“But your choices didn’t get you killed.”
The bartender glanced at her. “They got me here.”
“You’re alive.”
The bartender held her gaze before looking at the photo again. Her features softened, and Cassidy held her breath as the woman pushed the picture back to Dante. Then her no-nonsense attitude returned.
“This is a place of anonymity,” she said in a clipped tone. “Our patrons come here because they expect their identities to remain secret.”
“I understand,” Dante said.
Maybe he did, but Cassidy didn’t. How could someone be unwilling to help the girl? “She could die,” Cassidy said.
The woman collected Dante’s money and walked away. Cassidy gazed after her in disbelief. She knew people and vamps could be cruel, but this indifference was somehow worse. At least they could fight against cruelty; there was no way to fight someone who didn’t care.
“She’s not going to tell us,” Cassidy murmured.
“She has to protect her customers,” Dante said.
Dante stroked Cassidy’s waist when her sorrow-filled eyes met his. Forget being concerned about her safety; now he wished he hadn’t brought her because he didn’t want her exposed to these patrons. Years of being a police officer and hunting for the missing had brought him into contact with some of the worst forms of human and vampire life; Cassidy shouldn’t be exposed to that.
“Are you sure you don’t want to go?” he asked.
“I’m sure,” she murmured.
“We’re going to run into a lot of walls in here. It’s the nature of the beast.”
“Hmm,” Cassidy muttered, and lifting his glass, she sipped his whiskey.
The liquid burned down her throat, but she somehow managed to refrain from making a face or choking before she set the drink on the bar again. At the end of the twenty-foot bar, the bartender waved at someone standing in the shadows before returning with Dante’s change.
She set his money on the bar and walked away. Dante left the money where it was as a tall vampire rose from one of the booths and walked over to meet the bartender at the end of the bar. The bartender said a few words to him and jerked her head in their direction before walking away to pour more drinks.
“Now what?” Cassidy asked.
Dante studied the occupants of the bar as he waited for the vamp to approach them. No one in this place was going to tell him if they’d seen Julie.
Lifting his glass of whiskey, he finished off the contents and pushed it back toward the bartender as he prepared himself for a possible fight with the vamp approaching them. No matter what happened, he would get Cassidy safely out of here.

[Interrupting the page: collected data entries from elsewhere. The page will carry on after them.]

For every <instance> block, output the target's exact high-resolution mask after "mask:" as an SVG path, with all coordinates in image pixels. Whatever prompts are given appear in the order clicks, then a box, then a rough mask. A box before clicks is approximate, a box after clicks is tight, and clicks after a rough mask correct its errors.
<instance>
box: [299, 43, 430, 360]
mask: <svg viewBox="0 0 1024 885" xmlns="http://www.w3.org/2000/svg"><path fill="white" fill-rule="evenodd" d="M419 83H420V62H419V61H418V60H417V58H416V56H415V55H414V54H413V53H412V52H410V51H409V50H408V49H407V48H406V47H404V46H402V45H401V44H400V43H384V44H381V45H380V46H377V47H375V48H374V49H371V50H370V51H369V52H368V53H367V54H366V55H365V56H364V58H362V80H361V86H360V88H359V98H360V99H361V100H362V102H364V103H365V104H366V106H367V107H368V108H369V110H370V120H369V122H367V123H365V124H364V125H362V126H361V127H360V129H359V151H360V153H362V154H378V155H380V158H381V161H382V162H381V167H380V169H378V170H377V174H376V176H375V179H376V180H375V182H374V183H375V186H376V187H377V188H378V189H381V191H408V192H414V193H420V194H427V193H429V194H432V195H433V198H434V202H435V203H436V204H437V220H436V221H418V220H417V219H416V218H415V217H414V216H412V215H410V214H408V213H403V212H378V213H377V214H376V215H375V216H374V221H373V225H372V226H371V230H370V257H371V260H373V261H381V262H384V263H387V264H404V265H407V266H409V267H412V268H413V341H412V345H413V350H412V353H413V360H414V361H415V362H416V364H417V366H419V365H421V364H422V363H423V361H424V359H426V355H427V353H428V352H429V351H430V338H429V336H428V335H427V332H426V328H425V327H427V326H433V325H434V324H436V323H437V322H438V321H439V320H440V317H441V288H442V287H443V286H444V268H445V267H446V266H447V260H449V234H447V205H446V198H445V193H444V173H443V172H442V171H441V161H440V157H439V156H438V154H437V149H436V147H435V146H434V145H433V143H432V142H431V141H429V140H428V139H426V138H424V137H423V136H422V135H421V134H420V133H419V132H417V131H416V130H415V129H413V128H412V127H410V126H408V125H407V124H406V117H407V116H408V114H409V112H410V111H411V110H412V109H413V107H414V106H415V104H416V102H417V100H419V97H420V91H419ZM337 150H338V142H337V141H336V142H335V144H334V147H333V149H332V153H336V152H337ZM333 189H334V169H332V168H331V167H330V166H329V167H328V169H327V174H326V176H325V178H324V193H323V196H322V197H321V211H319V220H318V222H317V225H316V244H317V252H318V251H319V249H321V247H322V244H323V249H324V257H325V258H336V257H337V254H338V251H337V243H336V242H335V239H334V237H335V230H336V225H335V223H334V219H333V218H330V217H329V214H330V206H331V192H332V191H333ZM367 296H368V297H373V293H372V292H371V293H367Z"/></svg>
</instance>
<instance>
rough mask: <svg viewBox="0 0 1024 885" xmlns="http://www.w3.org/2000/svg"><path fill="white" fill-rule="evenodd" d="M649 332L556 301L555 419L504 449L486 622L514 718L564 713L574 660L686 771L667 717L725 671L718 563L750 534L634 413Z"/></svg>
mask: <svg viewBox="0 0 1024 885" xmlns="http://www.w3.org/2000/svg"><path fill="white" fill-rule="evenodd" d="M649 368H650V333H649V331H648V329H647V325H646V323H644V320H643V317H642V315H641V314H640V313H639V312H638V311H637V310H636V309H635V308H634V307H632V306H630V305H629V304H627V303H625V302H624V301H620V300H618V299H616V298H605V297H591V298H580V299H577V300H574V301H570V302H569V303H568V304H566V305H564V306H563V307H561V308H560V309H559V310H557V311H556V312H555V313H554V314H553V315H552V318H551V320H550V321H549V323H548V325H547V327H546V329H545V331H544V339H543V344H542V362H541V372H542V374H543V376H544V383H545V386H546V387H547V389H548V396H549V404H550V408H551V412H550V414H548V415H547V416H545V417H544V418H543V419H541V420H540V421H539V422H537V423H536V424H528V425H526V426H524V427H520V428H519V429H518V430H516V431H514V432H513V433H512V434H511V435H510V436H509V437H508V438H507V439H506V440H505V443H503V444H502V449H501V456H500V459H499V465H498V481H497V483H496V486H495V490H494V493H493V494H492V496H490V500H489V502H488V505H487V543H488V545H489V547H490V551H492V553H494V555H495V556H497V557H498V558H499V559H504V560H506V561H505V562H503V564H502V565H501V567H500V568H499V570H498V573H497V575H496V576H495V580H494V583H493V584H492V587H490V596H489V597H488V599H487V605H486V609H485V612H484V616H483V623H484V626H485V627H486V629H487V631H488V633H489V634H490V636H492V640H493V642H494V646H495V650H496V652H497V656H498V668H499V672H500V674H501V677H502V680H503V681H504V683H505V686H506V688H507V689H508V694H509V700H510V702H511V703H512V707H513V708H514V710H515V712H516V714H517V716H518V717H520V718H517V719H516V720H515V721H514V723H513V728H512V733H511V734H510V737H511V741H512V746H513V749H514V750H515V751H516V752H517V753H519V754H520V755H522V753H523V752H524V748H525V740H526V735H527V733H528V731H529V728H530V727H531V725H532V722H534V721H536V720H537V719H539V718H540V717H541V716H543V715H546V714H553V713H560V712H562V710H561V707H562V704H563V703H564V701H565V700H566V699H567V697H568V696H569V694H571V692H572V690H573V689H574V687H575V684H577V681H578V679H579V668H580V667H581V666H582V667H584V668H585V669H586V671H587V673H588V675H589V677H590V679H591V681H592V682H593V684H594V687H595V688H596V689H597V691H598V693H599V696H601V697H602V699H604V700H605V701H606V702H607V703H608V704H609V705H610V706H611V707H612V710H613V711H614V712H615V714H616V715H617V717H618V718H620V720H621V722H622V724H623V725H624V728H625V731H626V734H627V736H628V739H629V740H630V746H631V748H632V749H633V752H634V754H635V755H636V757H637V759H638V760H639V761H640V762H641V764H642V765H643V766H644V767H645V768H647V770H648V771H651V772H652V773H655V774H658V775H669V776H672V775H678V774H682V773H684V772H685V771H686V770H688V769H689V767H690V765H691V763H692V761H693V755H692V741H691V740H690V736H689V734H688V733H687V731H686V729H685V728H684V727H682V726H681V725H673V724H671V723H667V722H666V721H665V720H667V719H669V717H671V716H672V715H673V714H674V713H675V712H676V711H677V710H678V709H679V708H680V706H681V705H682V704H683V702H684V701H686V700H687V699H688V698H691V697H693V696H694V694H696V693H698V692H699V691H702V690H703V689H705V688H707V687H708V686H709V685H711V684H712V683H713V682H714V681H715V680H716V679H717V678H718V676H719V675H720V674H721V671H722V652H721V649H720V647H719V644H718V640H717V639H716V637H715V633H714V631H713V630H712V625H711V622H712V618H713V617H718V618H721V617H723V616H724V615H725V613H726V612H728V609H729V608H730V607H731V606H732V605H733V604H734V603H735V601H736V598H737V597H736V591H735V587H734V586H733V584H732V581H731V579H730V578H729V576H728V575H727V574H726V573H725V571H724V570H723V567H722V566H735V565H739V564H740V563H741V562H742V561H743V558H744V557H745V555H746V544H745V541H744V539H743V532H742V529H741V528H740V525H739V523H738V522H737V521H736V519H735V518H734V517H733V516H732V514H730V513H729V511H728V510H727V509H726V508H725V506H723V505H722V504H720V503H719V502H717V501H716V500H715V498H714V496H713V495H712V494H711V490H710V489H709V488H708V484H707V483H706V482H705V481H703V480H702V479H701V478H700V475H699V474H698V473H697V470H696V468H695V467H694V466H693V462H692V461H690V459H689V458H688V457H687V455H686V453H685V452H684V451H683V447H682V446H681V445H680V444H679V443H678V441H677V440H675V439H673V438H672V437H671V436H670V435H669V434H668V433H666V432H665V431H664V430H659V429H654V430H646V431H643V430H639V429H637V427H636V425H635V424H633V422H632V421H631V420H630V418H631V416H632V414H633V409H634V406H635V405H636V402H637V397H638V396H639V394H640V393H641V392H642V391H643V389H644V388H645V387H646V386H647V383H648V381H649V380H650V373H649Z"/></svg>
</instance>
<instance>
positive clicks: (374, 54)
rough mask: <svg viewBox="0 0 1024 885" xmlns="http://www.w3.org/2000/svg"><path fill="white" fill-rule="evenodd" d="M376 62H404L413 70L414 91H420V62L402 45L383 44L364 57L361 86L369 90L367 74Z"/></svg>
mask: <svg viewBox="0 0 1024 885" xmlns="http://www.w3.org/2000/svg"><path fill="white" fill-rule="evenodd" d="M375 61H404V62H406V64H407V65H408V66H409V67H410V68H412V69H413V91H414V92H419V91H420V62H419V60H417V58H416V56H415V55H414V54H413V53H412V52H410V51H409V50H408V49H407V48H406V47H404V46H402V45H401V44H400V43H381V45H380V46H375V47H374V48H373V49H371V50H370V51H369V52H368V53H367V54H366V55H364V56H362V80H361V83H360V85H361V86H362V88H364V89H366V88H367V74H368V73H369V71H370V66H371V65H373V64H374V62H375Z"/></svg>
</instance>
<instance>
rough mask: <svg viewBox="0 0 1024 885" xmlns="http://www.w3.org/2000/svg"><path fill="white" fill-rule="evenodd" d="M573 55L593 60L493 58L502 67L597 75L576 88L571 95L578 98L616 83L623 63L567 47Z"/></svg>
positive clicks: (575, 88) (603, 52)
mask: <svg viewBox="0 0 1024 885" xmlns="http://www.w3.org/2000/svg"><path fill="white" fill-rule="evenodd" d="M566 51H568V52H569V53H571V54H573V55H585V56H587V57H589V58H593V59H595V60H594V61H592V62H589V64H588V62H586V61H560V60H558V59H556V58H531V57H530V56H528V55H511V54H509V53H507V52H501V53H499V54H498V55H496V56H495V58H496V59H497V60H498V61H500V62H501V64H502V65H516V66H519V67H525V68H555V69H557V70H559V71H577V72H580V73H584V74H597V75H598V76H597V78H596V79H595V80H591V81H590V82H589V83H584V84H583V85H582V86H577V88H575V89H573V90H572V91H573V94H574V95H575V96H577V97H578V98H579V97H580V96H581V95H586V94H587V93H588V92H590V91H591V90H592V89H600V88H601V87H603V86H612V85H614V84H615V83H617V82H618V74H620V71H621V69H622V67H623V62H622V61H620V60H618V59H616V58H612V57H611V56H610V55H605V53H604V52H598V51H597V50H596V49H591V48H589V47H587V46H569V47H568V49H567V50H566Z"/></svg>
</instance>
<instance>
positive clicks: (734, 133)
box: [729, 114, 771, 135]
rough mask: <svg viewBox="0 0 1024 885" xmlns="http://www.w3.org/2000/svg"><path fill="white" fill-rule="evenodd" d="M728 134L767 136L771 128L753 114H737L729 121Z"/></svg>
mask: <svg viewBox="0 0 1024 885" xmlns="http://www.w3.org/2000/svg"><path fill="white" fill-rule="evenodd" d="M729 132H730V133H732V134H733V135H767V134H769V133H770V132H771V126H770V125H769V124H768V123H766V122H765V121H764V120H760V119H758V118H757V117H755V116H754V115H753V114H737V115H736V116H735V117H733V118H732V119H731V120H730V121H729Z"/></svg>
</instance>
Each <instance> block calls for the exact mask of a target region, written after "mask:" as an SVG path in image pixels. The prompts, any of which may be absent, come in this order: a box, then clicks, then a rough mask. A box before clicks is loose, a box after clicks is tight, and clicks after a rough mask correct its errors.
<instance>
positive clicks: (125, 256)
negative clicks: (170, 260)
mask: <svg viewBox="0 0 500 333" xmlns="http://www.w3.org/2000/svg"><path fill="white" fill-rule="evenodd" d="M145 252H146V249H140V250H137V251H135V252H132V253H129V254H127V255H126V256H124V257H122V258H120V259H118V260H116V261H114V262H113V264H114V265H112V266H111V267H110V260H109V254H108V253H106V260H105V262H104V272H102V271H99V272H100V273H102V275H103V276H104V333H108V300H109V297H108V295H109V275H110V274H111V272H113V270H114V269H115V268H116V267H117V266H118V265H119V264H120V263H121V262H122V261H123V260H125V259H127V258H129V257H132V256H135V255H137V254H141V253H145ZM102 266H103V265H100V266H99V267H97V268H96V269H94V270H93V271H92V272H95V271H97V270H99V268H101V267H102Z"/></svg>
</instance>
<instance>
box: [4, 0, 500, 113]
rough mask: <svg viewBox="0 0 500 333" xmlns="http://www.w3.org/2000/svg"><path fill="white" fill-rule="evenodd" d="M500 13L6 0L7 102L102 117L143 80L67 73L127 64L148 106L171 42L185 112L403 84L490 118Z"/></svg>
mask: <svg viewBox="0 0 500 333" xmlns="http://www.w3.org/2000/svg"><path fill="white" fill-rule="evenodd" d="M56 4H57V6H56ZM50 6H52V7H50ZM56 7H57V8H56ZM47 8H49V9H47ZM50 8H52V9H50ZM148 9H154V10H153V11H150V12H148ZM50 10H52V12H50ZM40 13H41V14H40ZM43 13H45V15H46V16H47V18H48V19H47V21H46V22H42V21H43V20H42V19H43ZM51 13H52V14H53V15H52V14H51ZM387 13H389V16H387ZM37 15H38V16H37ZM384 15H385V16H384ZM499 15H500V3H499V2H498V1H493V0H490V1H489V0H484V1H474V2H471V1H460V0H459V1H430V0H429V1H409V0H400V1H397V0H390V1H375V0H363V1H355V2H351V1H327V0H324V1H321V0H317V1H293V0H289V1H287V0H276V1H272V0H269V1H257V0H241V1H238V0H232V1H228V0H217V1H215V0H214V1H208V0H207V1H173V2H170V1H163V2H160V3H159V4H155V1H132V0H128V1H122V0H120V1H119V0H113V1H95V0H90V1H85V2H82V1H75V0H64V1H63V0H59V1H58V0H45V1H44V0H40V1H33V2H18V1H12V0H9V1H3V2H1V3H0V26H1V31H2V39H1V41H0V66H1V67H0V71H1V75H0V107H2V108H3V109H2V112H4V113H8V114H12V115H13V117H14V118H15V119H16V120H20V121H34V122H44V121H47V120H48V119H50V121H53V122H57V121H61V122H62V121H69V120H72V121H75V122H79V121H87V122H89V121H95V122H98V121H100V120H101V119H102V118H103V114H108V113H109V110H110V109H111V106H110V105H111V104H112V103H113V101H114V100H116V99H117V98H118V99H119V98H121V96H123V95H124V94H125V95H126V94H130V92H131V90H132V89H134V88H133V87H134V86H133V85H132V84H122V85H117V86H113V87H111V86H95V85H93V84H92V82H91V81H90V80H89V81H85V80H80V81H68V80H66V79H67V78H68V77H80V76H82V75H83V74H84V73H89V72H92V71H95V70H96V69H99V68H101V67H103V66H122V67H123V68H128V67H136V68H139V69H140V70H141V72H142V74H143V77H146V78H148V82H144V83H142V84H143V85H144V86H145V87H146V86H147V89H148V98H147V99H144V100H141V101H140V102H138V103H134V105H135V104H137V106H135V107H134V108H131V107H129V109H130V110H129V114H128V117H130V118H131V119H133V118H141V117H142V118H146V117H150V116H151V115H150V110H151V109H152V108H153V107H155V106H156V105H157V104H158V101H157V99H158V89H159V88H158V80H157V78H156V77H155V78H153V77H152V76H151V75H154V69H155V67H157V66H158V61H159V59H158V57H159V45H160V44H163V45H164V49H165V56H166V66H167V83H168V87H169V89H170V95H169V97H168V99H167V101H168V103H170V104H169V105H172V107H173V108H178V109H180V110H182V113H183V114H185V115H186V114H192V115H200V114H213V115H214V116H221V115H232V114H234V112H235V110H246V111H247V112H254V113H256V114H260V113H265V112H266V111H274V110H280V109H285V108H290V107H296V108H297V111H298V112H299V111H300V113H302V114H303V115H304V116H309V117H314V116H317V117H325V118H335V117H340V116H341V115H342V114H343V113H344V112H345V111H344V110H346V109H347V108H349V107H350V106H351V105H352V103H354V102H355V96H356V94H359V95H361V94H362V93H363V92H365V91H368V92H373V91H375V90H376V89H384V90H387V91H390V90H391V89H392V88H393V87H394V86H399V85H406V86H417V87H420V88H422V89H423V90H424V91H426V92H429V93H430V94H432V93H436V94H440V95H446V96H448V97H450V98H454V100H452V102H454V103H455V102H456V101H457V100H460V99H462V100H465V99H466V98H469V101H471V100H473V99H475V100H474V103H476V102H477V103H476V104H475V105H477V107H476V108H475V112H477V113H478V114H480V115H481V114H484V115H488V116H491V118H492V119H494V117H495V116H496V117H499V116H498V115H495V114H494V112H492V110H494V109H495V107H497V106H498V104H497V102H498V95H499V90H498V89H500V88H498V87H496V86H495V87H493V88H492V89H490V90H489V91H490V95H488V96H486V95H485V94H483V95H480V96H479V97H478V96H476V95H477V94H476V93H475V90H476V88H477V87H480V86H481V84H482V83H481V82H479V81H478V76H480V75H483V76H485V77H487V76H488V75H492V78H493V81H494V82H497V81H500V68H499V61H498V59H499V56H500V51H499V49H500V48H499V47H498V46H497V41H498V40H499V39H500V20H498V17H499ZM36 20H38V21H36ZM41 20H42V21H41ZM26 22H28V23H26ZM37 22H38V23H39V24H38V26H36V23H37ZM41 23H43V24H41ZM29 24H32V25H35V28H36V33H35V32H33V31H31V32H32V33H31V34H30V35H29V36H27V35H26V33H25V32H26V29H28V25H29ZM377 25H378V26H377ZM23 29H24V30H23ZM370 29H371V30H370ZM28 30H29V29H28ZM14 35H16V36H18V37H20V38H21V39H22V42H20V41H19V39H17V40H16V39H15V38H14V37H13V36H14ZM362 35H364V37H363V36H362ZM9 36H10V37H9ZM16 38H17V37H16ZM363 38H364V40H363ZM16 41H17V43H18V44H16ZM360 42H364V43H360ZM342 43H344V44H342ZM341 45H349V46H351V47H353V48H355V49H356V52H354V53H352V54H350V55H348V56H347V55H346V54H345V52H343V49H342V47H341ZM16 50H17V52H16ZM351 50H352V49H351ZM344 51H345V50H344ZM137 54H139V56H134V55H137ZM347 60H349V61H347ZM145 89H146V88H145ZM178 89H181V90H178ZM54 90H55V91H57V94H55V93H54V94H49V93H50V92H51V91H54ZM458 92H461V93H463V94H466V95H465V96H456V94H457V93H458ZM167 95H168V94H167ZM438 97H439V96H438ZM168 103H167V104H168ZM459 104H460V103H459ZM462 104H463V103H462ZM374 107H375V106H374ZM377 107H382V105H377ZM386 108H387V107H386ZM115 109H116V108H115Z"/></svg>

When the vamp who spoke with the bartender sidled up to the bar and stopped a foot away, Dante nudged Cassidy back a little and lowered his hand from her waist. It would take less than a second to get his stake out, but unfortunately, he only saw one way out of this place, and that was back through the crowd and employees. He doubted they would take kindly to him staking someone in here.
The vamp, a tall man with ebony skin and glasses shadowing his eyes, nodded at Dante as he rested his elbow on the bar. Dante nodded back, and Cassidy smiled.
“I hear you’re looking for someone,” the vamp said.
“I am,” Dante replied.
“Trouble isn’t welcome in this place, and we take care of it fast.”
“I’m not looking for trouble. I’m just searching for a sixteen-year-old girl whose mother wants her home.”
The man removed his glasses to reveal one brown eye and one white eye. Dante suspected the white eye was dead, probably from an injury sustained while the vamp was still human.
“Some kids have a good reason to run away from home,” the man said.
“Not this one,” Dante assured him. “This is a little girl who got lost after her dad died in a car accident.”
The man’s jaw clenched, and a muscle jumped in his cheek as he shifted his attention to the blood on the back wall. He clasped his hands on the bar and rested his forearms on the surface.